Leviticus is largely a priestly and not a Prophetic book. As obscure and hidebound as it seems, in some ways it is actually the most humanistic book of the Torah as it describes how we as individuals can engage with the divine and not die spiritually like Aaron's sons. Interestingly, c.f. Keillor's joke about Episcopalians in last week's PHC, those traditions within Christianity that most maintain the Priestly tradition of Judaism (often more than Judaism itself does*) do seem to provide the most stepping stones toward the goal of loving your neighbor.

A faith which just says "love your neighbor" and doesn't guide you toward that goal sets in front of you, it may be argued, a stumbling block before the blind (**) -- also from this last week's parsha. And to say "well you just have failed the impossible test, so you can't achieve salvation (of your own accord)" seems austere to the point of nihilism (c.f. Nietzsche). A pragmatic and graceful God would make it easy on us, not by exempting us from the Law as if we were mere young children, but by being a loving parent and instilling discipline in us as we grow, and to help us grow, spiritually.

In a sense, we Jews have it easier than the Gentiles (c.f. the morning b'rachos) -- we have a Law that guides us toward higher levels of spirituality and gemilus hassidim. Now the question is why (ironically in the name of being observant of Halacha) we Jews get caught up in the details of the cobblestones and don't see the Path (Halacha) that God, in Divine Love, has placed before us.


* from (orthodox/catholic) Christianity to Hassidism, Judaism has this habit of spinning off movements that are, in their beginning, ostensibly anti-clerical and anti-hierarchical but end up being hierarchical (a Jewish Pope? a Rebbe outside of Hassidism?) in a way Judaism never has been.

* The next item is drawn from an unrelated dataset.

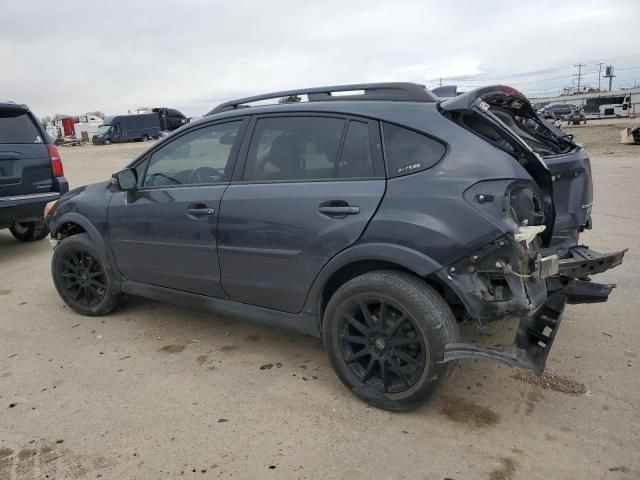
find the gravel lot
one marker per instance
(154, 391)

** a Catholic friend of mine argued "how can 'iconoclastic' Protestants be Christian -- by sending Jesus down to Earth, God made a graven image of himself, so why should Protestants protest (pun intended) when Catholics do the same?" From a Jewish point of view, though, isn't the Christian God, by making himself graven, placing a stumbling block before the blind who themselves crave images (c.f. Harrison's Hare Krishna song)?